Няня водила меня гулять в Румянцевский (он же Соловьевский) сад, а иногда в сад при Академии художеств. Эти прогулки я помню просто как хождения из дома в сад и обратно. Часто повторяясь, они как бы затушевали сами себя, и подробности я позабыл. Вообще я заметил одну закономерность: в детстве, в молодости запоминается крепко не то, что часто повторяется, а то, что случается неожиданно и один раз. Поэтому я сомневаюсь, верна ли по отношению к молодым формула «повторение – мать учения». Быть может, вернее «впечатление – мать учения»? Зато под старость памятью лучше затверживается то, что повторяется систематически; отдельные же случаи, пусть даже яркие, скоро забываются.

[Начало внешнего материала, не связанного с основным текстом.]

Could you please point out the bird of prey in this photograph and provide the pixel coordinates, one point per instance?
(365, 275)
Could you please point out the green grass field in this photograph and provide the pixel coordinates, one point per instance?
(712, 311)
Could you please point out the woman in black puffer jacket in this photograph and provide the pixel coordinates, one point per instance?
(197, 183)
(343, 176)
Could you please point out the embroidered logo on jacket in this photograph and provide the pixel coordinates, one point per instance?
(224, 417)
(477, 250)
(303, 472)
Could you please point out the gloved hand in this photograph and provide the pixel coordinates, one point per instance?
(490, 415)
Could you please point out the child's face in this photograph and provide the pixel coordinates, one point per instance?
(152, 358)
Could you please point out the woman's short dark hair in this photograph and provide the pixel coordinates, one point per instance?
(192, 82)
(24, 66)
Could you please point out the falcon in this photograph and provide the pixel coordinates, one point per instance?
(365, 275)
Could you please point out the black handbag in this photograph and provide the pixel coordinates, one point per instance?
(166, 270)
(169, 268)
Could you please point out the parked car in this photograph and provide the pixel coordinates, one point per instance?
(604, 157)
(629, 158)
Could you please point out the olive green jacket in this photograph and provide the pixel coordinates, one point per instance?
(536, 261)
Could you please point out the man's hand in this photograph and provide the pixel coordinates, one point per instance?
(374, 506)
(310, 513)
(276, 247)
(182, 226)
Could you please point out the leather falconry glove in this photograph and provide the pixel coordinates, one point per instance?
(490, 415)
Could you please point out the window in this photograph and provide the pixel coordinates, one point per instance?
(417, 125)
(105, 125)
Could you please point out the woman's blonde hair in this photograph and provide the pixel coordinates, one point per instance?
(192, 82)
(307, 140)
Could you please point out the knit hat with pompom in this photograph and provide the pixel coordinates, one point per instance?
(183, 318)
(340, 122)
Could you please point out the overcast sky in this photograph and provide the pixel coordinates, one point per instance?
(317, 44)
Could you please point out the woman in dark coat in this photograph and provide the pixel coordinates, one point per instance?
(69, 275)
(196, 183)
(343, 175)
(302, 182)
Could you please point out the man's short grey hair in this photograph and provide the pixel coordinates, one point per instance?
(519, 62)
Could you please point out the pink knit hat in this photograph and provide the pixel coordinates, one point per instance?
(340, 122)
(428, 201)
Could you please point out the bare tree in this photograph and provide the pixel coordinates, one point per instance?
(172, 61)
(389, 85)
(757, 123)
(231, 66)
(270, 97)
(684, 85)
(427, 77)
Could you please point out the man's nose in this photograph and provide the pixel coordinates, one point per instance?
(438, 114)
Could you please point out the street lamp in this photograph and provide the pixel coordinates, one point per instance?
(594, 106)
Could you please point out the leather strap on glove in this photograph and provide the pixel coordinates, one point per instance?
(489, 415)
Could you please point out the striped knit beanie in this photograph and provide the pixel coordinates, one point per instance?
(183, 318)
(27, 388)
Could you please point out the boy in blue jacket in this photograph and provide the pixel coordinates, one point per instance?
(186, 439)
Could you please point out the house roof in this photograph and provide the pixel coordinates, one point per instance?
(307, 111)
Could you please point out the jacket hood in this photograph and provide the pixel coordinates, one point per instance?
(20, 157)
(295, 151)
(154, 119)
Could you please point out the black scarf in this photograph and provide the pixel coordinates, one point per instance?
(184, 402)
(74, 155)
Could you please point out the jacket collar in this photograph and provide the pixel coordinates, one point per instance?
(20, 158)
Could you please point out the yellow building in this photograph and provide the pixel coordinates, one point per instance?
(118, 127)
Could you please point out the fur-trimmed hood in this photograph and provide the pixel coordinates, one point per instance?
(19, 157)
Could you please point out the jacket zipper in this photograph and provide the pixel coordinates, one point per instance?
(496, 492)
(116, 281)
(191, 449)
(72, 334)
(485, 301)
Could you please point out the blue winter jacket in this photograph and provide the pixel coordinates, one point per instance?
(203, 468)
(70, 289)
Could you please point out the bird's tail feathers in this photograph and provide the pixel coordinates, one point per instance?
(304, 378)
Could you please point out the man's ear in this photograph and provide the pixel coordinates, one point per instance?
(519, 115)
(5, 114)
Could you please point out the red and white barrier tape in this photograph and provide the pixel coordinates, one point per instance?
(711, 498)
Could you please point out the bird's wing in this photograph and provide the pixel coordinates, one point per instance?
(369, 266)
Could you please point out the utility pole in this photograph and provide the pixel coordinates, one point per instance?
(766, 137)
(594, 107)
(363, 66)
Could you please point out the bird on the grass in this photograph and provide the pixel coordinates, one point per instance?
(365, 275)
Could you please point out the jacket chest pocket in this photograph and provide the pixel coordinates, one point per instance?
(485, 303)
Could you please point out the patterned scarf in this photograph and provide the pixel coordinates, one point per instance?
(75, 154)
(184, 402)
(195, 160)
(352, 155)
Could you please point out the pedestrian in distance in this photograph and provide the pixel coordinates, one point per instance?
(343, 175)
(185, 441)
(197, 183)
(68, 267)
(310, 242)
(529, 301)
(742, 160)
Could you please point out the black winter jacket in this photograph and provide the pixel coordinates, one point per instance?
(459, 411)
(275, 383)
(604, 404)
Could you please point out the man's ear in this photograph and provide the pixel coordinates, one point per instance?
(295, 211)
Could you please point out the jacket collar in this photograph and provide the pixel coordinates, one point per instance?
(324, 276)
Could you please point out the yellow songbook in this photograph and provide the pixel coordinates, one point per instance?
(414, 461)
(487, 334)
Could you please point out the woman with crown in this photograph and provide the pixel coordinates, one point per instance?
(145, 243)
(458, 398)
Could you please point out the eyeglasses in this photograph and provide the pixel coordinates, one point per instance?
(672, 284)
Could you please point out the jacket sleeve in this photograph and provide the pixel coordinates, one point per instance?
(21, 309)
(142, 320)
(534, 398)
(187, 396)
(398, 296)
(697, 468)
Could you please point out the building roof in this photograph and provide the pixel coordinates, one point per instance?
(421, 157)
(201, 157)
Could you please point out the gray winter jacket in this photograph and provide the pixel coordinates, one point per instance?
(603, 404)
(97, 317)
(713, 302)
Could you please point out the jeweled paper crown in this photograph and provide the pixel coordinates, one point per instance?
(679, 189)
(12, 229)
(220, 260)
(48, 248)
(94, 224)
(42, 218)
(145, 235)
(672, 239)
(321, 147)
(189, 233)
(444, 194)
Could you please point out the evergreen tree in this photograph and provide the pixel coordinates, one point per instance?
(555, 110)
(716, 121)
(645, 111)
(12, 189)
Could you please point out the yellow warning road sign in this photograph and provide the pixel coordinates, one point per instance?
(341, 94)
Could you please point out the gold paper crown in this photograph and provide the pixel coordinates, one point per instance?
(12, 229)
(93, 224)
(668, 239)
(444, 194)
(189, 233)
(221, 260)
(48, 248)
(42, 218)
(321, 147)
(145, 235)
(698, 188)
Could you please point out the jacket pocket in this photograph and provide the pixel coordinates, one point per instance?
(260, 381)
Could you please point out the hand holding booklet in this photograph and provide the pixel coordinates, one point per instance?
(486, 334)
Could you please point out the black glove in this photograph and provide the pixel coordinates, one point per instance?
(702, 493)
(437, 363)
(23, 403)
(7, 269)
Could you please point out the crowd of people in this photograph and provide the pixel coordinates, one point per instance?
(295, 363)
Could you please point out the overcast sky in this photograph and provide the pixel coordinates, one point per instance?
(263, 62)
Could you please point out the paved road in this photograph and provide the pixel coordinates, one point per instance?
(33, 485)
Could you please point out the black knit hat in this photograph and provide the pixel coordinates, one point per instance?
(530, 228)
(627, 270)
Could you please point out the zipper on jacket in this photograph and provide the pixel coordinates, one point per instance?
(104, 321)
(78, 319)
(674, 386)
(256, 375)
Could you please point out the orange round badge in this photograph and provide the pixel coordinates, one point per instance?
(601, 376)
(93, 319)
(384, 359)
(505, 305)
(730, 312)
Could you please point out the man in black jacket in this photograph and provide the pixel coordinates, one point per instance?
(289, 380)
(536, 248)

Мне хорошо запомнилась одна прогулка.
Няня в тот день изменила маршрут и повела меня не в Соловьевский сад, а на набережную Невы. Она решила навестить свою подругу, тоже чью-то няню, которая жила где-то возле Киевского подворья (церковь на углу набережной и Пятнадцатой линии). Мне не запомнилось, застала ли она свою подругу, дошли мы до подворья или не дошли. Но помню, как мы с угла Шестой линии начали переходить набережную перед Николаевским мостом. Мы шли по мостовой наискосок, – риска попасть под транспорт почти что не было, не видать было вблизи ни ломовиков, ни тем более автомобилей. Только там, где трамвайный путь, идущий от Восьмой линии, сворачивает на мост, мы задержались, чтобы пропустить трамвай.
Но это был не простой трамвай, не обычного красного цвета. То был голубовато-белый трамвай с красным крестом и белыми занавесками! Няня сказала, что он лазаретный, для раненых. Больше никогда таких вагонов я не видал, а когда, спустя годы, говорил кому-нибудь, что видал, мне не верили даже те, кто жил в это же время в Питере. Но потом я прочел в старой «Ниве», что такие трамваи все-таки ходили.